Abstract
Diffusion models are promising for joint trajectory prediction and controllable generation in autonomous driving, but they face challenges of inefficient inference steps and high computational demands. To tackle these challenges, we introduce Optimal Gaussian Diffusion (OGD) and Estimated Clean Manifold (ECM) Guidance. OGD optimizes the prior distribution for a small diffusion time T and starts the reverse diffusion process from it. ECM directly injects guidance gradients to the estimated clean manifold, eliminating extensive gradient backpropagation throughout the network. Our methodology streamlines the generative process, enabling practical applications with reduced computational overhead. Experimental validation on the large-scale Argoverse 2 dataset demonstrates our approach’s superior performance, offering a viable solution for computationally efficient, high-quality joint trajectory prediction and controllable generation for autonomous driving.
Key Contributions
Optimal Gaussian Diffusion (OGD): We propose a method that optimizes the prior distribution for diffusion models, enabling efficient reverse diffusion with significantly fewer steps. Instead of starting from a standard Gaussian distribution, OGD starts from an optimal Gaussian distribution that minimizes the distance to the target data distribution.
Estimated Clean Manifold (ECM) Guidance: We introduce a novel guided sampling approach that directly injects guidance gradients to the estimated clean manifold, avoiding computationally expensive gradient backpropagation throughout the entire network.
Significant Efficiency Improvements: Our approach achieves the same level of performance with only 1/12 of the diffusion steps used by vanilla diffusion models, dramatically reducing computational overhead.
Real-world Validation: Extensive experiments on the Argoverse 2 dataset demonstrate superior performance for both joint trajectory prediction and controllable generation tasks in autonomous driving scenarios.
Methodology Overview
Optimal Gaussian Diffusion (OGD)
Traditional diffusion models start the reverse process from a non-informative prior (e.g., standard Gaussian), which requires many denoising steps to reach the target distribution. Our OGD method analytically determines an optimal Gaussian prior that is closer to the target data distribution, enabling:
- Flexible tuning of diffusion steps at inference time
- No additional training costs
- Better performance with fewer reverse diffusion steps
Estimated Clean Manifold (ECM) Guidance
Conventional guided sampling requires expensive gradient backpropagation through the entire diffusion network. Our ECM approach reformulates controllable generation as a multi-objective optimization problem:
- Primary objective: Maximize likelihood (ensure samples lie on the clean manifold)
- Secondary objective: Minimize guidance cost (satisfy user preferences)
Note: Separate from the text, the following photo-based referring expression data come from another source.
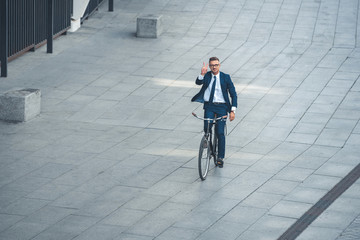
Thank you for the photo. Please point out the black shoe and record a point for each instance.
(220, 162)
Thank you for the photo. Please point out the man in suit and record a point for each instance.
(214, 93)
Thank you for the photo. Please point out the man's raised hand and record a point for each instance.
(204, 69)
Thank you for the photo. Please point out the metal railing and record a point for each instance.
(91, 8)
(27, 24)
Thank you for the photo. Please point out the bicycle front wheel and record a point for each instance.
(204, 157)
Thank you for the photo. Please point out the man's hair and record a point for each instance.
(214, 59)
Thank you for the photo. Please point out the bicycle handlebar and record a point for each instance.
(209, 119)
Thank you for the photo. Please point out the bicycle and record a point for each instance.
(208, 146)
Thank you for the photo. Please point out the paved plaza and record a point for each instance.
(113, 154)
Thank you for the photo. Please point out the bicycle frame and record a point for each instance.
(209, 145)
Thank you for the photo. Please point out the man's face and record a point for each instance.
(214, 66)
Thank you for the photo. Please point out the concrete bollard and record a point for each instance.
(20, 105)
(149, 26)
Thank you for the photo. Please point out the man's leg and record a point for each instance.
(220, 130)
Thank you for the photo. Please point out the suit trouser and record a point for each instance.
(220, 110)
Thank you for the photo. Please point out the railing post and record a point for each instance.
(111, 5)
(50, 26)
(4, 42)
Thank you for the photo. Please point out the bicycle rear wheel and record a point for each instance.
(204, 157)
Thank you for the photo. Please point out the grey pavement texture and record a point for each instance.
(113, 154)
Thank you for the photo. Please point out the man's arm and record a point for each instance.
(233, 95)
(200, 78)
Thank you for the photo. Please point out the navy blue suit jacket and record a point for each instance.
(227, 87)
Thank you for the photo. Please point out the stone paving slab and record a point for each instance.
(113, 154)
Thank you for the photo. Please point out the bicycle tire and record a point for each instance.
(204, 158)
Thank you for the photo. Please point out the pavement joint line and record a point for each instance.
(308, 217)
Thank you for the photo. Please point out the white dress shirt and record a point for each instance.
(218, 95)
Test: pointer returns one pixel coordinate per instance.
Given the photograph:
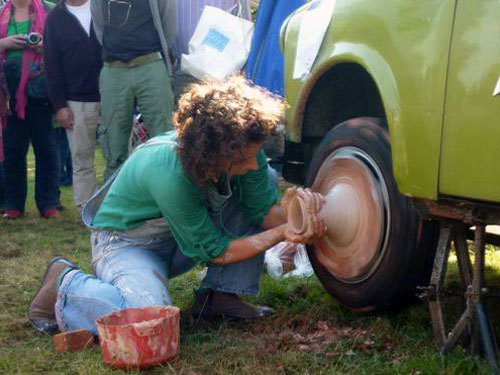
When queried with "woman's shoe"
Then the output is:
(12, 214)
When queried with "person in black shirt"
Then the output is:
(135, 35)
(73, 62)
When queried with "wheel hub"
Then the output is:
(356, 213)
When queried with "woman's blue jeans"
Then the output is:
(135, 272)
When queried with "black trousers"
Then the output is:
(37, 128)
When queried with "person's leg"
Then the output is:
(180, 83)
(128, 274)
(66, 162)
(153, 90)
(117, 104)
(239, 278)
(16, 142)
(47, 157)
(2, 188)
(82, 142)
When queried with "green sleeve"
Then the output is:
(182, 205)
(258, 192)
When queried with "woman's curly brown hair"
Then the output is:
(216, 121)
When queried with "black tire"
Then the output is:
(404, 258)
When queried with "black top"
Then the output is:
(72, 59)
(129, 31)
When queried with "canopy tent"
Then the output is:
(265, 62)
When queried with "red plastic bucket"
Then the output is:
(139, 338)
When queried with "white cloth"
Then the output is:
(82, 13)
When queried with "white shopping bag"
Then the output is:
(219, 46)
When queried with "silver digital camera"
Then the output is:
(33, 39)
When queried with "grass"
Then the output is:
(310, 333)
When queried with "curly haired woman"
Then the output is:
(201, 194)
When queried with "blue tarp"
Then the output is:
(265, 62)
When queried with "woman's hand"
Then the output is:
(13, 42)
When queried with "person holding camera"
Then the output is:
(136, 36)
(73, 61)
(26, 109)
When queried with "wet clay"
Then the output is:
(351, 213)
(139, 338)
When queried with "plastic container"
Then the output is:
(140, 337)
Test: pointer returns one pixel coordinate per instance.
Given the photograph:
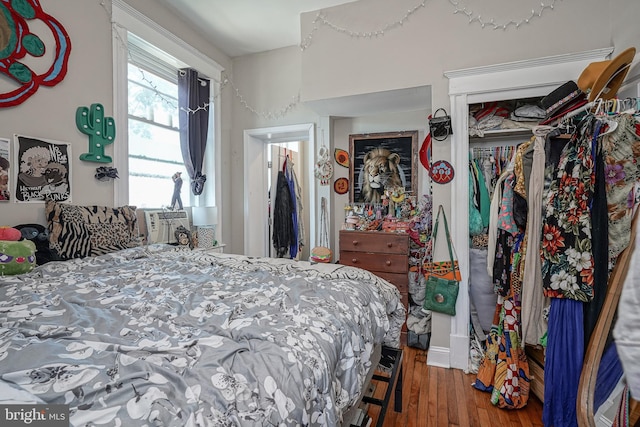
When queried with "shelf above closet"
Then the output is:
(500, 134)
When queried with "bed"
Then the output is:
(165, 335)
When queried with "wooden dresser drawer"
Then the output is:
(375, 242)
(387, 263)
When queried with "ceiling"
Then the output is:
(241, 27)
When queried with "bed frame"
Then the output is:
(586, 388)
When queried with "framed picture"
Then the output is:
(5, 173)
(382, 161)
(43, 170)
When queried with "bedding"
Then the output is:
(163, 335)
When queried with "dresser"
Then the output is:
(384, 254)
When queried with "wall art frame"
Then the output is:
(42, 170)
(390, 158)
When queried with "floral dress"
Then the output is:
(566, 252)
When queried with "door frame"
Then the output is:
(256, 141)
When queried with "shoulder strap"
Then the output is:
(434, 234)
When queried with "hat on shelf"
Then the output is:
(603, 79)
(560, 101)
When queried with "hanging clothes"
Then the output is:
(283, 235)
(533, 300)
(563, 363)
(622, 172)
(567, 258)
(296, 216)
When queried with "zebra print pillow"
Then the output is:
(81, 231)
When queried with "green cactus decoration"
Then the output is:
(101, 131)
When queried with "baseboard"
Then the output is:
(459, 357)
(438, 356)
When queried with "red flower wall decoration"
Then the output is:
(17, 40)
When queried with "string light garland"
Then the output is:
(225, 81)
(295, 100)
(321, 19)
(491, 23)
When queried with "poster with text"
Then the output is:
(43, 170)
(5, 173)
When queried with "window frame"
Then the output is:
(125, 19)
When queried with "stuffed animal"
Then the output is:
(39, 235)
(10, 234)
(17, 257)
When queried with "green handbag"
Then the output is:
(441, 294)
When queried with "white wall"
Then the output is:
(50, 112)
(432, 41)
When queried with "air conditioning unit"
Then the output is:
(162, 224)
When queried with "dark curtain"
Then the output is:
(193, 103)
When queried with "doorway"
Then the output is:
(257, 147)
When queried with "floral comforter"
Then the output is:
(161, 335)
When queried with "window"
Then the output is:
(147, 57)
(154, 140)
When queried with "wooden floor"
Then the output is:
(444, 397)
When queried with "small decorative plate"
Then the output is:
(341, 185)
(442, 172)
(342, 157)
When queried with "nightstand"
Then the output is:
(218, 249)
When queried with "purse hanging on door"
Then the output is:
(441, 278)
(440, 127)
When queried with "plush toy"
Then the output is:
(10, 234)
(17, 257)
(39, 235)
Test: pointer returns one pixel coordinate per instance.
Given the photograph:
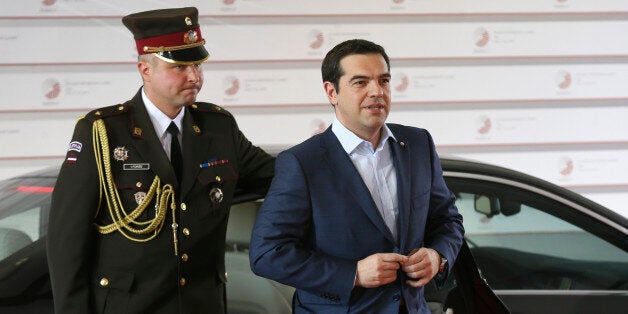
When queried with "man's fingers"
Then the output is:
(393, 257)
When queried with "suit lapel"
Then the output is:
(343, 168)
(148, 144)
(195, 149)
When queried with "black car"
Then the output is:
(542, 248)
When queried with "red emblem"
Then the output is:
(190, 37)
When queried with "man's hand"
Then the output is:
(422, 266)
(378, 269)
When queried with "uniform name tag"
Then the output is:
(143, 166)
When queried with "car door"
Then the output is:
(541, 248)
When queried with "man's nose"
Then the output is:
(375, 89)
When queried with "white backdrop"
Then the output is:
(537, 85)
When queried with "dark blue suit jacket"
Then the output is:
(319, 219)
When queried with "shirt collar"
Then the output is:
(160, 120)
(350, 141)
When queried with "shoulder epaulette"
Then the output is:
(207, 107)
(107, 112)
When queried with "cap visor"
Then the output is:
(185, 56)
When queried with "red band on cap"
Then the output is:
(175, 40)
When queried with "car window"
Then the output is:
(522, 240)
(24, 205)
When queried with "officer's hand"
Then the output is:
(422, 266)
(378, 269)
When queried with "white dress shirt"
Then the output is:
(376, 169)
(161, 122)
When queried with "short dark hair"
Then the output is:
(331, 69)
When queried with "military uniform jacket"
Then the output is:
(109, 273)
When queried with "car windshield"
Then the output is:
(24, 204)
(524, 241)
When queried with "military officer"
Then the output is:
(139, 212)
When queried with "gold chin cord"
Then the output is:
(126, 223)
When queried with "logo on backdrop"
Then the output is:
(316, 39)
(401, 82)
(232, 85)
(481, 37)
(51, 88)
(563, 79)
(483, 124)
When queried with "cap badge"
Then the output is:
(190, 37)
(139, 197)
(120, 153)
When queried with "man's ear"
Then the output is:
(145, 70)
(330, 91)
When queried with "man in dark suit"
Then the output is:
(358, 219)
(139, 212)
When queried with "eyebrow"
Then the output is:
(358, 77)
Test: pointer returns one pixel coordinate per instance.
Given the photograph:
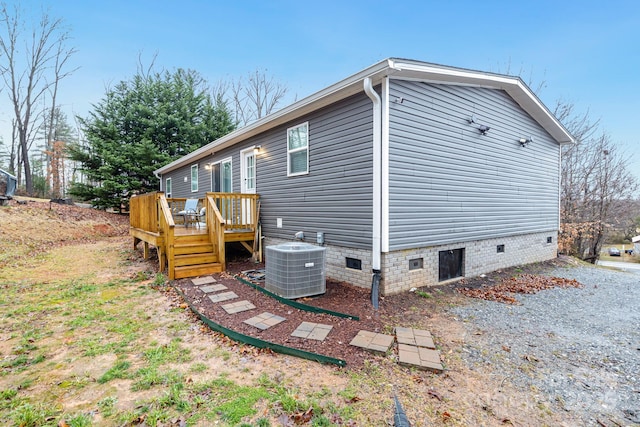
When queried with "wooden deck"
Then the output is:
(194, 248)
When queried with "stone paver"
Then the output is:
(224, 296)
(417, 337)
(265, 320)
(238, 307)
(209, 289)
(312, 331)
(199, 281)
(373, 341)
(419, 357)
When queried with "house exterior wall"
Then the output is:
(334, 198)
(480, 256)
(336, 263)
(448, 183)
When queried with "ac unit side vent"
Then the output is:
(295, 270)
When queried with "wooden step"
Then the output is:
(195, 259)
(197, 270)
(193, 248)
(191, 238)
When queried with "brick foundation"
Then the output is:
(480, 257)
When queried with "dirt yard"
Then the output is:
(92, 335)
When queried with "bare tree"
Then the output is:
(255, 97)
(595, 180)
(25, 75)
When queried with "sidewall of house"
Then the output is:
(336, 267)
(480, 256)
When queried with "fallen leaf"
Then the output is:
(303, 417)
(435, 394)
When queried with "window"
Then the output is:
(167, 187)
(298, 150)
(354, 263)
(248, 171)
(194, 178)
(416, 264)
(451, 262)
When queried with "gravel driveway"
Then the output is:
(577, 349)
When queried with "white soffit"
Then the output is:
(400, 68)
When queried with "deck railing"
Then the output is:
(239, 211)
(153, 220)
(167, 226)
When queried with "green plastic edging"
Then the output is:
(296, 304)
(257, 342)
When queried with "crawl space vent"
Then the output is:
(295, 270)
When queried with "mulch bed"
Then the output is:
(340, 297)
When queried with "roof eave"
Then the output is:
(402, 68)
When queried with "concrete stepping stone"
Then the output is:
(312, 331)
(224, 296)
(238, 307)
(206, 280)
(265, 320)
(213, 288)
(419, 357)
(417, 337)
(372, 341)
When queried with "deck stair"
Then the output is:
(194, 256)
(188, 249)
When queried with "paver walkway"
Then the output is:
(312, 331)
(199, 281)
(238, 307)
(265, 320)
(224, 296)
(213, 288)
(415, 346)
(372, 341)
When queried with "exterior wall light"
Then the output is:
(525, 141)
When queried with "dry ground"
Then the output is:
(56, 347)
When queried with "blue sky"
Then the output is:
(586, 52)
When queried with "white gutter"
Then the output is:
(377, 173)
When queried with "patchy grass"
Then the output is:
(91, 335)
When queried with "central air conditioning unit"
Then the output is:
(295, 270)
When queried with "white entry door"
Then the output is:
(247, 181)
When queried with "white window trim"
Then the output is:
(194, 181)
(296, 150)
(243, 171)
(168, 183)
(220, 162)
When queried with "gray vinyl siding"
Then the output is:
(182, 187)
(336, 196)
(448, 183)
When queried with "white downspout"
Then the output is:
(377, 186)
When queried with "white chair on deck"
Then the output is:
(190, 211)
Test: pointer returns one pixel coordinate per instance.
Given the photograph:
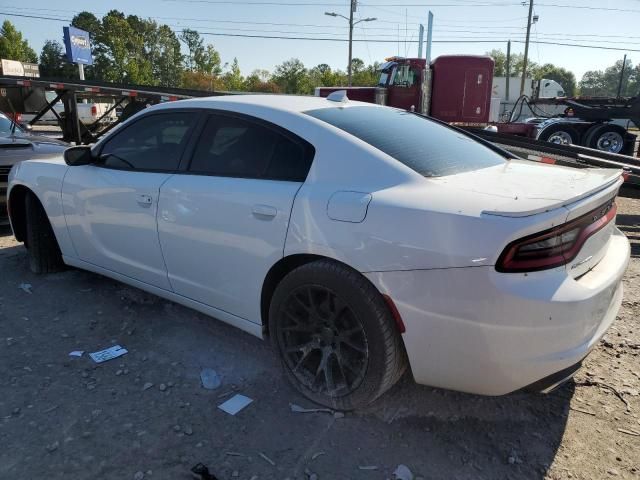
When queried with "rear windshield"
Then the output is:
(431, 149)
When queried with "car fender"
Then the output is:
(44, 178)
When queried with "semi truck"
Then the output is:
(458, 89)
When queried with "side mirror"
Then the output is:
(80, 155)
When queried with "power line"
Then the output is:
(372, 40)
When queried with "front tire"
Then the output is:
(335, 335)
(560, 134)
(606, 137)
(41, 243)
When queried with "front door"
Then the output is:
(111, 206)
(476, 89)
(223, 224)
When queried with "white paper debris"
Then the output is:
(298, 409)
(235, 404)
(108, 354)
(403, 473)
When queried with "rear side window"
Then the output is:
(231, 146)
(427, 147)
(154, 142)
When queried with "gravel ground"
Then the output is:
(145, 415)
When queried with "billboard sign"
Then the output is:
(78, 46)
(19, 69)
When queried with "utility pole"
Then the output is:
(352, 9)
(624, 62)
(526, 49)
(508, 70)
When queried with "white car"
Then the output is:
(360, 239)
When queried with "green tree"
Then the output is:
(131, 49)
(53, 62)
(233, 80)
(292, 77)
(208, 61)
(88, 22)
(13, 46)
(166, 58)
(195, 46)
(260, 81)
(605, 83)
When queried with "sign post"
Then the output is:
(78, 48)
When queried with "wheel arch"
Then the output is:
(17, 210)
(280, 270)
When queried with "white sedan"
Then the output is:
(360, 239)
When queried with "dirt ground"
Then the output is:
(69, 418)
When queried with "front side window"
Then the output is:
(230, 146)
(154, 142)
(404, 77)
(423, 145)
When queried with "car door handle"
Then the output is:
(144, 200)
(264, 211)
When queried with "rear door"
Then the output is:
(222, 224)
(111, 206)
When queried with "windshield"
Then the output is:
(6, 127)
(423, 145)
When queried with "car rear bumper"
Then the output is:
(479, 331)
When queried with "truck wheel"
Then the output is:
(337, 340)
(560, 135)
(44, 252)
(606, 137)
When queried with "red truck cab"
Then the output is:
(454, 88)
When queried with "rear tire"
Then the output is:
(41, 243)
(335, 335)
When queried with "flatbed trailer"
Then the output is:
(566, 155)
(601, 123)
(22, 95)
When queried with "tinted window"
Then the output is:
(154, 142)
(235, 147)
(427, 147)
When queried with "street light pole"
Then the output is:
(351, 25)
(526, 49)
(350, 38)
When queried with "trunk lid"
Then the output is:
(523, 189)
(520, 188)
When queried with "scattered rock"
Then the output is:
(210, 378)
(402, 472)
(52, 447)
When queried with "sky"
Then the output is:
(460, 27)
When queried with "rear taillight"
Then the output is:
(556, 246)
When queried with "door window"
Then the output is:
(404, 77)
(235, 147)
(154, 142)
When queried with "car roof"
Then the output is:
(291, 103)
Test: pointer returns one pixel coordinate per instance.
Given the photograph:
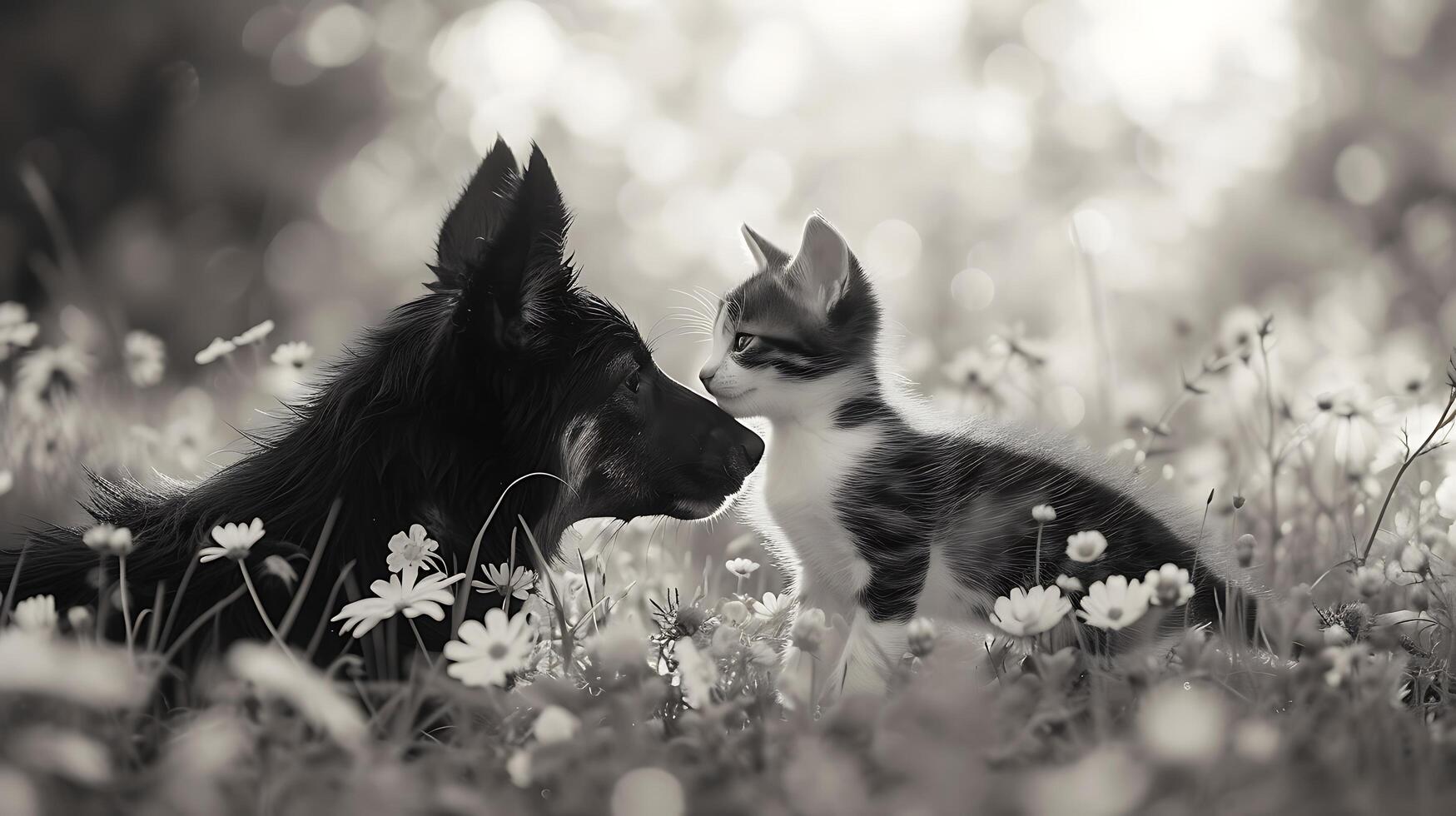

This hierarchical approach enables efficient guided sampling without lengthy backpropagation.
Experimental Results
Our experiments on the Argoverse 2 dataset show:
- Joint Trajectory Prediction: OGD ranks 4th on the Argoverse 2 Multi-world leaderboard
- Computational Efficiency: 1/12 diffusion steps compared to vanilla diffusion
- Controllable Generation: Superior performance in guidance effectiveness and realism
- Inference Speed: ~5x faster inference with significantly reduced GPU memory usage
The results demonstrate that our approach enables practical deployment of diffusion models for real-time trajectory prediction in autonomous driving applications.